Зевс предстал перед Ледой в образе чарующе-белоснежного лебедя.
На такого же лебедя походил Иван: кожа — бледная, ни капли загара, и светлокудрая голова — склонялась с печальной покорностью. Увидев его лежащим на постели, разбитым и ожесточенным, спрятавшим лицо в сгибе локтя, Гилберт догадался, что, кажется,
Троя всё-таки пала, а каменная Галатея, внявши мольбам Пигмалиона, шевельнулась. Даже запах у Брагинского был другой, как будто вот-вот начнется течка, хотя Гилберт знал, что до нее еще далеко. Запах этот был истомленный, обжигающий, летний — словно тяжелые, благоухающие ветви сирени венцом украсили Ивану голову, свежая трава льнула к ступням, а стройное тело его покрылось древесной корой, источающей янтарно-дурманную, хвойную смолу. Так, Дафна обернулась лавровым древом, а любимец Аполлона, умерший от горя, — райским кипарисом.
Иван сказал, что хочет его, Гилберта, прямо сейчас, и доверчиво протянул белую руку.
И хотя Брагинский целовал Байльшмидта и прижимался к нему с нежной горячкой, взгляд его был неприветливым и холодным, как небо на чужбине.
— Ты такой мягкий и податливый сегодня… беззубый, что ли, — сказал с усмешкой Гилберт. — Просто диву даешься! Ни разу меня не укусил и не ударил.

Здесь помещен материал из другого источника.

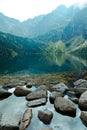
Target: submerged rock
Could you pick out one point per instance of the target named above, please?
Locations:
(53, 96)
(83, 101)
(65, 106)
(81, 83)
(37, 102)
(45, 116)
(61, 87)
(37, 94)
(83, 117)
(26, 119)
(20, 91)
(9, 122)
(74, 99)
(4, 94)
(71, 93)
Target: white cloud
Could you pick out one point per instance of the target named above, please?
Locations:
(23, 9)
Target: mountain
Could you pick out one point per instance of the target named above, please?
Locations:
(67, 25)
(57, 20)
(77, 26)
(12, 46)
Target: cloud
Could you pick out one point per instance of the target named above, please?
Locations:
(24, 9)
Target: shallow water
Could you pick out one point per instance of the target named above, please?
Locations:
(17, 105)
(39, 64)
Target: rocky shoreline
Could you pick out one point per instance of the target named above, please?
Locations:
(61, 96)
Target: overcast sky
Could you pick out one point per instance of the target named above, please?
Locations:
(24, 9)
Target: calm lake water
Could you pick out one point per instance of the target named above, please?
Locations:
(59, 122)
(37, 64)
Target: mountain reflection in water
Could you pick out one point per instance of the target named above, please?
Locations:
(38, 63)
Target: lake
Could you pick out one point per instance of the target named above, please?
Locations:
(42, 64)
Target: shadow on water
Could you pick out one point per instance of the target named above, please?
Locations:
(37, 63)
(59, 122)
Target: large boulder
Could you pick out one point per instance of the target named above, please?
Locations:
(65, 106)
(37, 94)
(4, 93)
(80, 85)
(45, 116)
(26, 119)
(83, 117)
(53, 96)
(9, 122)
(61, 87)
(20, 91)
(83, 101)
(37, 102)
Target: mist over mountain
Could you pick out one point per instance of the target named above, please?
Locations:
(40, 25)
(67, 25)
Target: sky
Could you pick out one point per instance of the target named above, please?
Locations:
(24, 9)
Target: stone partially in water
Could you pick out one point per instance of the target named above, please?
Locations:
(53, 96)
(61, 87)
(26, 119)
(4, 94)
(45, 116)
(83, 101)
(81, 83)
(83, 117)
(37, 102)
(20, 91)
(37, 94)
(65, 106)
(9, 122)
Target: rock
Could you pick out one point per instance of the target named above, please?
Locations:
(9, 122)
(83, 101)
(65, 106)
(41, 87)
(37, 102)
(4, 94)
(74, 99)
(37, 94)
(81, 83)
(71, 93)
(20, 91)
(29, 84)
(83, 117)
(61, 87)
(26, 119)
(45, 116)
(46, 129)
(14, 85)
(53, 96)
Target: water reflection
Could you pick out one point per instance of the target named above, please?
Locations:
(17, 105)
(47, 63)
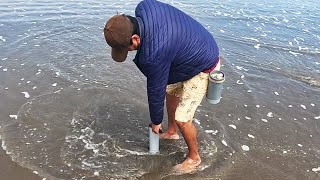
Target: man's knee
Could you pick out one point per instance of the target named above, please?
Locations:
(182, 124)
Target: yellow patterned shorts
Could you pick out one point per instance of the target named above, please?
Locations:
(191, 93)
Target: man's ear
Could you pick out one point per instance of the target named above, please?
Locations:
(135, 41)
(136, 38)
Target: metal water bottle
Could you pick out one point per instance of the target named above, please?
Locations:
(153, 142)
(216, 79)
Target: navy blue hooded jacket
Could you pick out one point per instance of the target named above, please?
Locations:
(173, 48)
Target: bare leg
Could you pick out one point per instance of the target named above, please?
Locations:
(189, 133)
(172, 132)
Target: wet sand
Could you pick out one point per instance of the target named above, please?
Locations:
(10, 170)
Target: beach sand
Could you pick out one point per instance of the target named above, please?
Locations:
(10, 170)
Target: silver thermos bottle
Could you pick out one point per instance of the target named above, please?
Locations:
(215, 86)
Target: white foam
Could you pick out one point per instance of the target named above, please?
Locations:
(250, 38)
(224, 142)
(1, 38)
(238, 82)
(251, 136)
(197, 121)
(26, 94)
(245, 147)
(294, 53)
(214, 132)
(241, 68)
(13, 116)
(316, 169)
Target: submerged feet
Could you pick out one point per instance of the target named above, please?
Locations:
(187, 165)
(169, 135)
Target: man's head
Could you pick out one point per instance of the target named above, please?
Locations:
(120, 33)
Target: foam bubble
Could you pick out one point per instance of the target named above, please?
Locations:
(245, 147)
(316, 169)
(214, 132)
(257, 46)
(13, 116)
(250, 38)
(238, 82)
(26, 94)
(197, 121)
(224, 142)
(251, 136)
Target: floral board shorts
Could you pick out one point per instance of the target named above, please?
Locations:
(191, 93)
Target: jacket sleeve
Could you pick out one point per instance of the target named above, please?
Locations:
(157, 78)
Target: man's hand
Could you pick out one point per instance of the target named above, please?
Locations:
(156, 128)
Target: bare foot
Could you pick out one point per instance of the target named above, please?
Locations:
(187, 166)
(167, 135)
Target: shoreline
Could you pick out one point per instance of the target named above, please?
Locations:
(10, 170)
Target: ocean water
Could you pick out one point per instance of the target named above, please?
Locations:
(67, 111)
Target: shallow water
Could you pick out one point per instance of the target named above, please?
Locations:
(69, 112)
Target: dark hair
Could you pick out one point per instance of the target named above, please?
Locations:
(135, 25)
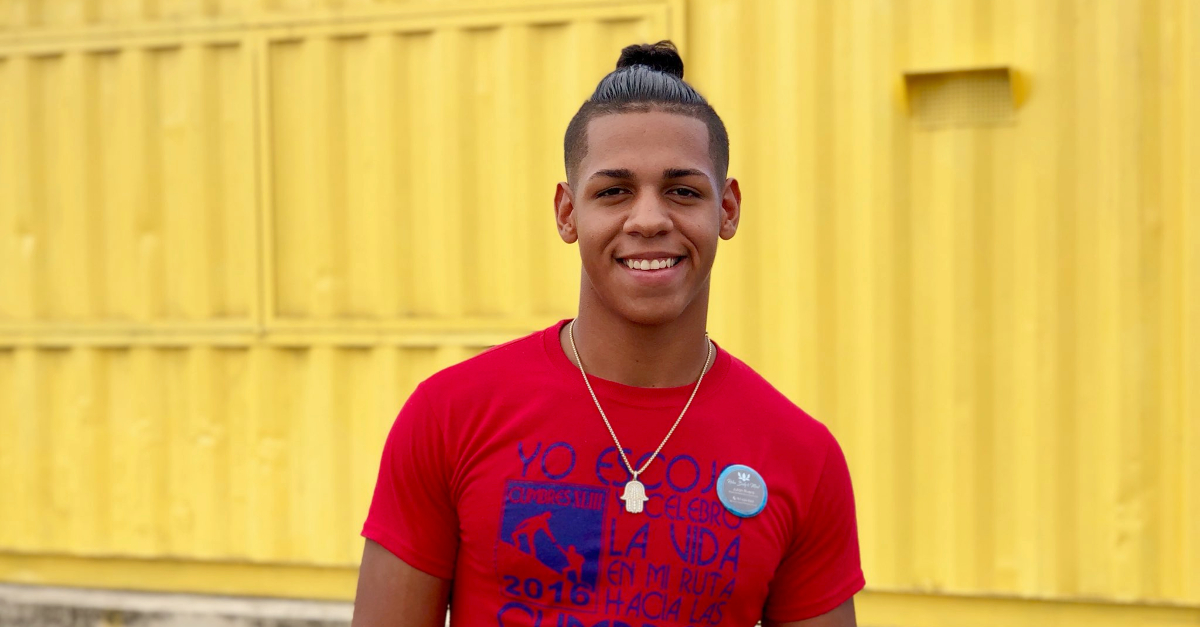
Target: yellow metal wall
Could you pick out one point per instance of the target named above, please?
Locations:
(234, 236)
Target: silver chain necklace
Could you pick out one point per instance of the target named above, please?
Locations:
(635, 493)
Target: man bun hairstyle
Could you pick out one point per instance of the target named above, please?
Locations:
(648, 77)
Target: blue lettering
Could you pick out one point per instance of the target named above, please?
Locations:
(525, 460)
(546, 454)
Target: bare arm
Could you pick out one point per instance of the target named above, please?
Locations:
(840, 616)
(391, 592)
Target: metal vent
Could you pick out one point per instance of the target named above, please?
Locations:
(961, 97)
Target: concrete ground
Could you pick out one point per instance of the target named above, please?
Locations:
(23, 605)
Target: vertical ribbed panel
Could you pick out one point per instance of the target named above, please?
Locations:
(127, 181)
(999, 323)
(263, 454)
(227, 257)
(423, 201)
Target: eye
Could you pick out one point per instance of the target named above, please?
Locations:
(687, 192)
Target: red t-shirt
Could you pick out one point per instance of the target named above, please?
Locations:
(499, 475)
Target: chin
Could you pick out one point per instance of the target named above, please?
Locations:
(651, 314)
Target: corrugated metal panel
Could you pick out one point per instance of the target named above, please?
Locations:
(267, 454)
(127, 189)
(424, 203)
(999, 323)
(303, 219)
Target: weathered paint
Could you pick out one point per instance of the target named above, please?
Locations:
(234, 236)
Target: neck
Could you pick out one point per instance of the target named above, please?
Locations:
(661, 356)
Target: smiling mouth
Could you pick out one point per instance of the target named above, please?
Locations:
(651, 264)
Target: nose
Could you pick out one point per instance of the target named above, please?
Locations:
(648, 216)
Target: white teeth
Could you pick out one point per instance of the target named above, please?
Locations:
(651, 264)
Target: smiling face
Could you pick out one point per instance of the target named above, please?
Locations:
(647, 210)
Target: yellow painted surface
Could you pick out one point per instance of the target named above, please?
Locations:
(233, 236)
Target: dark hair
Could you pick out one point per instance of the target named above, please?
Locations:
(648, 77)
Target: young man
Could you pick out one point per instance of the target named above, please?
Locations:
(667, 485)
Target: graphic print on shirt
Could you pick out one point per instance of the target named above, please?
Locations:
(549, 550)
(621, 574)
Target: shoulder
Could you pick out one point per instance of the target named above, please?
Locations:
(775, 416)
(498, 366)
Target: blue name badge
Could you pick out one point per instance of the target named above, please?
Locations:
(742, 490)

Иван, укутавшись в одеяло, поднялся с кровати и уселся перед туалетным столиком. Он расчесывал гребнем свои серебрящиеся волосы. Алый рубин в его кольце мерцал кровавым блеском.
— Что с тобой? — спросил Байльшмидт, одеваясь. — Ни с того ни с сего позвал к себе. Еще один альфа пустил себе пулю в висок, и ты снова решил утешиться в моих объятьях?

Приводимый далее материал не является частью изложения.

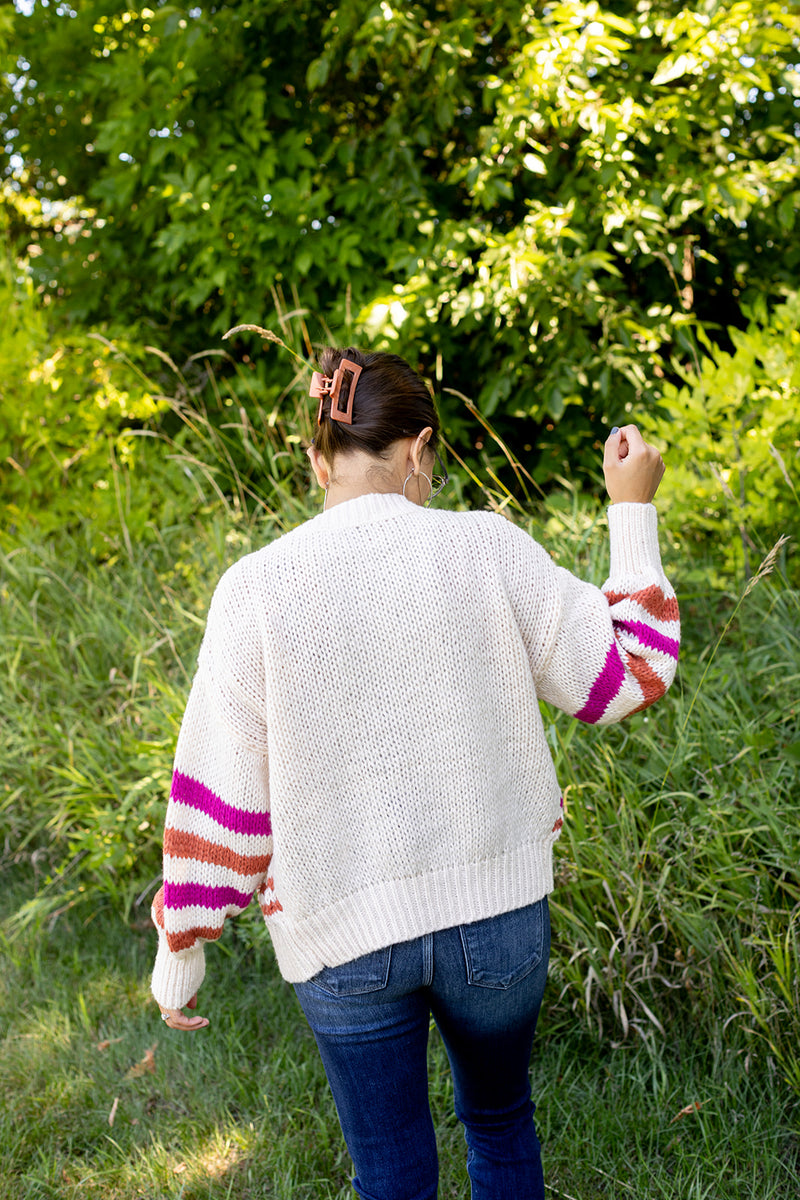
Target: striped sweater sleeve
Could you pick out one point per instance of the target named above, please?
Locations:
(615, 649)
(217, 839)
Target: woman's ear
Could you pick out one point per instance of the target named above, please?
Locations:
(416, 449)
(319, 466)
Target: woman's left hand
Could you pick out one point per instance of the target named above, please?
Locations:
(175, 1019)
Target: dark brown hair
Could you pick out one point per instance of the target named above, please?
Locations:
(391, 401)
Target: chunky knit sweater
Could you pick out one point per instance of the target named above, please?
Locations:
(362, 747)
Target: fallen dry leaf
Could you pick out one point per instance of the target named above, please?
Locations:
(148, 1065)
(695, 1107)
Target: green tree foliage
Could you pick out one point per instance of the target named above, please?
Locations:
(540, 204)
(731, 468)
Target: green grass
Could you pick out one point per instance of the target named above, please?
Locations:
(244, 1110)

Он видел отражение Ивана в зеркале: лицо — всё лихорадочно красное, хотя не утратившее привычного хладнокровного и неприступного выражения, тонкие ноздри раздуваются, как у взмыленной лошади, а глаза — о! глаза сверкают, словно у Пифии — одержимой предсказательницы и колдуньи. Брагинский на мгновение глянул через зеркало на Гилберта и снова потупился, прикладывая к своему уху серьгу.

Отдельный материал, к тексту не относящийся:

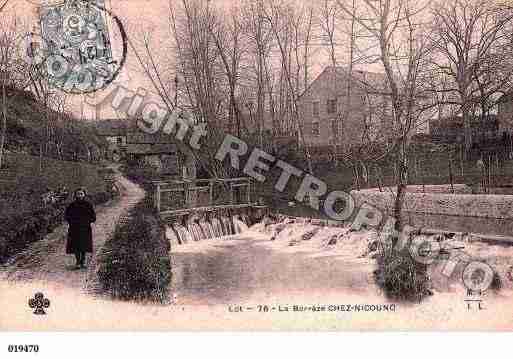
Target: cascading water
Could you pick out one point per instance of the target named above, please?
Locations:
(171, 236)
(217, 227)
(227, 226)
(238, 225)
(195, 231)
(207, 229)
(183, 234)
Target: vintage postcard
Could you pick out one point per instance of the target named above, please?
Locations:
(256, 165)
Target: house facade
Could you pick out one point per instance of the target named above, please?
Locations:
(329, 116)
(159, 150)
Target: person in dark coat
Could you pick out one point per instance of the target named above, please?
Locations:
(79, 215)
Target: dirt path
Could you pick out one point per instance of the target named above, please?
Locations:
(46, 262)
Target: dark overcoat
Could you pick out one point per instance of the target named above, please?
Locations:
(79, 215)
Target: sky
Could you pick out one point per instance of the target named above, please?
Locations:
(138, 17)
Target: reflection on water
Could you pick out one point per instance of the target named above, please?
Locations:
(462, 224)
(233, 273)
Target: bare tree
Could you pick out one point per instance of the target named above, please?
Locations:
(401, 43)
(473, 39)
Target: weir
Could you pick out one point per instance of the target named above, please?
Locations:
(203, 209)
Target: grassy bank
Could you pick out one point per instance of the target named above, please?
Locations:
(19, 231)
(25, 178)
(134, 263)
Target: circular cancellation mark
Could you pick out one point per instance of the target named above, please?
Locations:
(74, 46)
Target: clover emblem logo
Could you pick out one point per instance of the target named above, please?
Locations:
(39, 303)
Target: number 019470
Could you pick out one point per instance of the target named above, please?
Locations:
(23, 348)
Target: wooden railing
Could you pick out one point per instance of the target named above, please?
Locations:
(183, 196)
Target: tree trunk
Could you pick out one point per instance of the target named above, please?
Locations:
(4, 123)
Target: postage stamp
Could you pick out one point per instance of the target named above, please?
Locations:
(256, 165)
(79, 55)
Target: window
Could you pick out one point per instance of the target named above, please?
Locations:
(331, 106)
(315, 108)
(334, 128)
(315, 129)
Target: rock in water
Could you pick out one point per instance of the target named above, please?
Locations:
(171, 235)
(333, 240)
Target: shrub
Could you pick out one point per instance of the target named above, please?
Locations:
(134, 263)
(400, 276)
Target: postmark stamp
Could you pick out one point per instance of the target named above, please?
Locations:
(78, 52)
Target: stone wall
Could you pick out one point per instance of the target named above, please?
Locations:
(448, 204)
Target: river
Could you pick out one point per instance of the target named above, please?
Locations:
(237, 270)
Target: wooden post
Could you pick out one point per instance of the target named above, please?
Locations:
(157, 197)
(450, 175)
(461, 162)
(378, 179)
(211, 193)
(249, 191)
(415, 167)
(489, 172)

Байльшмидт приблизился к нему со спины и нагнулся, шепча:
— Или всё дело в том альфе, который
не хочет себе пулю в висок из-за тебя пускать?
Иван вздрогнул и сказал:
— Уйди, Гил. Мы оба получили то, что хотели.
Ты мне больше не нужен.
Байльшмидту вдруг захотелось придушить Брагинского. Иван, не оборачиваясь, видел в зеркальном отражении, с каким озлоблением перекатываются под кожей желваки на скулах Гилберта и как он стискивает зубы.
— Вот как, — протянул насмешливо немец. — Я-то думал, что ты бездушная мраморная статуя или навроде ангела без плоти и сердца — с одним огнем. А ты оказался слабее, чем я думал, и втрескался… — Губы Байльшмидт коснулись ушной раковины Ивана и выдохнули горячо: — В Джонса.
Брагинский вскочил с пуфа перед туалетным столиком, обернулся и, придерживая у груди одеяло, прорычал:
— Пошел вон, а то я тебя отсюда за шкирку выкину, как поганую шавку. Слышишь?!
— Но пари ты пока что проигрываешь, — возразил Гилберт и засмеялся: — Ведь он всё еще живой.
Обнаженные плечи Брагинского тряслись от гнева. Никогда Байльшмидт не видел его в таком бешенстве.
— Скажи, что не любишь его, Ваня. Скажи — и я уйду.
— Ты вылетишь отсюда к чёртовой матери и без этого! — Иван толкнул Гилберта в грудь, но рука его была ослабевшей, легкой и нежной, как у обычного омеги, и лишь едва покачнула Байльшмидта.
У Гилберта нехорошо стукало сердце. Он предчувствовал что-то подобное и боялся этого. Но если Альфред откажет Ивану, то у него, у Гилберта, появится еще один шанс. А если Джонс захочет взять Брагинского себе?.. Что тогда?.. Тогда можно будет убить Альфреда, а Ивана… Но здесь на Гилберта нахлынули ужас, тошнота и отвращение. И — ненависть к стоявшему перед ним омеге.
Он вдруг прижал своим телом Брагинского к стене, украшенной арабесками, и схватил его за лицо, под подбородком, сжал пальцы на его мягких, в горячечном румянце щеках. Иван посмотрел на Гилберта с таким удивлением, как будто, дразня льва, думал, что тот — лишь безобидный котёнок и не может напасть, — посмотрел и презрительно усмехнулся.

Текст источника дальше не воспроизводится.